Eagle Ford production causing traffic problems

Houston Chronicle:
Along with prosperity, tricky problems come with the Eagle Ford shale boom.
Roads in small communities are taking a beating from oil field truck traffic. There's a housing shortage. And billions of dollars in new pipelines will crisscross the oil and gas play, an eminent domain issue that inevitably will make some private landowners unhappy.
The issues are nothing new in a state with a long history of oil and natural gas production. But the speed at which drilling activity has ramped up across the Eagle Ford has taken many by surprise.
"Y'all have just been inundated so quickly," Kenny Jordan, executive director of the Association of Energy Service Companies, said at a meeting this week of the Eagle Ford Task Force, its third.
Brian Schoenemann, area engineer for the Texas Department of Transportation in Yoakum, said the oil field trucks are traveling on roads not designed to handle a significant amount of 18-wheeler traffic. And traffic is up 40 percent to 50 percent.
The Eagle Ford shale formation sweeps across 24 counties from the border to East Texas, and oil field service companies have poured into the area.
Railroad Commissioner David Porter started the task force in hopes of avoiding the problems that led to a backlash against drilling in the Barnett shale of North Texas. The group meets monthly.
DeWitt County Judge Daryl Fowler said that a company is voluntarily paying the county $8,000 per well drilled to go into a fund to help defray road repair costs. "It comes nowhere close to what the damages are," Fowler said. But it should add $2.4 million to county coffers to address road damage.
Another looming issue across the region is pipeline construction.
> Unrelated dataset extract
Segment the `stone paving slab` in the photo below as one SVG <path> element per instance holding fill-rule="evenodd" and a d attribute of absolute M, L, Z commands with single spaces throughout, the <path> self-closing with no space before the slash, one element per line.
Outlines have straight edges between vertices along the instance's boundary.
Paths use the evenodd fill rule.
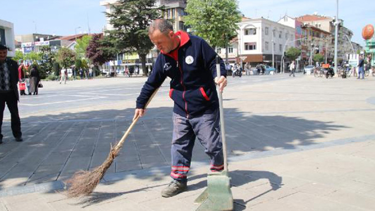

James Mann, an attorney with Austin's Duggins, Wren, Mann and Romero, said billions of dollars in new pipeline and infrastructure is needed to be able to move oil and gas out of the area. He estimated that 95 percent of pipeline easements are negotiated, while 5 percent are acquired through the condemnation process.
...
These are good problems to have.  Local governments should be getting substantially increased sales tax revenue and while RV parks have been added to meet temporary housing demands, eventually there will be a home building boom that will also add assets to property tax rolls.